Hacker News new | ask | show | jobs
by pornel 690 days ago
That's a common misconception. Advanced compilers like GCC and LLVM have optimizers working primarily on a common intermediate representation of the program, which is largely backend-independent, and written for semantics of the C abstract machine.

UB has such inexplicable and hard to explain side effects, because all the implicit assumptions in the optimization passes, and symbolic execution used to simplify expressions follow semantics of the C spec, not the details of the specific target hardware.

2 comments

Programmers have an ideal obvious translation of C programs to machine instructions in their head, but there's no spec for that.

It creates impossible expectations for the compilers. My recent favorite paradox is: in clang's optimizer comparing addresses of two variables always gives false, because they're obviously separate entities (the hardcoded assumption allows optimizing out the comparison, and doesn't stop variables from being in registers).

But then clang is expected to avoid redundant memcpys and remove useless copies, so the same memory location can be reused instead of copying, and then two variables on the stack can end up having the same address, contradicting the previous hardcoded result. You get a different result of the same expression depending on order of optimizations.

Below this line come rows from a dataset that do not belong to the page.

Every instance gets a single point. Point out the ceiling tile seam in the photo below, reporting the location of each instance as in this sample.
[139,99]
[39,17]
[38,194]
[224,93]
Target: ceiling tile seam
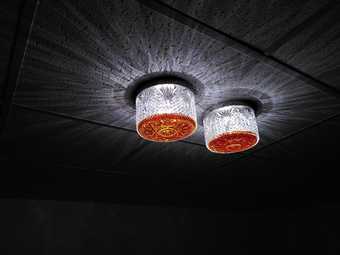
[252,153]
[303,26]
[22,34]
[239,45]
[65,116]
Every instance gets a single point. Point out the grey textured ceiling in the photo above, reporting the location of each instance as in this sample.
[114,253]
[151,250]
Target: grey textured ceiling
[69,108]
[82,57]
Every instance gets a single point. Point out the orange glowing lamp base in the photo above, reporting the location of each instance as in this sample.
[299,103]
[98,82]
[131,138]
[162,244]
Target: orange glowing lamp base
[233,142]
[166,127]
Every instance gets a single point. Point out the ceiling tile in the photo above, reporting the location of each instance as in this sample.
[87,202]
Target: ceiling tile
[82,58]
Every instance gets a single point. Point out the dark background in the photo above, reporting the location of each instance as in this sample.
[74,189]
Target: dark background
[76,179]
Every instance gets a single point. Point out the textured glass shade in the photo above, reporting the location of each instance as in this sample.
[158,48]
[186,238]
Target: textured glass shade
[165,113]
[231,129]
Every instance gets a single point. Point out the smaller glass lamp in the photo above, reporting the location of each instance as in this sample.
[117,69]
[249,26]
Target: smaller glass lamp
[231,129]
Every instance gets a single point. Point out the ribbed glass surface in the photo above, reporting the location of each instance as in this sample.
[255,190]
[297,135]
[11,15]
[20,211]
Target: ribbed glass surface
[231,129]
[165,113]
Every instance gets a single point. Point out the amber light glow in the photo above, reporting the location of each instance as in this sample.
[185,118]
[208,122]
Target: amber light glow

Clang won't remove this paradox, because there are programs and benchmarks that rely on both of these.

And yet, in practice the C have written over the last 20+ years mostly ended up with "undefined behaviour" = "what CPU does"...

That may not be true in fact but it ends up that way because "undefined behaviour" tends to be implemented "to work" and we're used to behaviour of common CPUs that may have fed into expectation of what "to work" should be...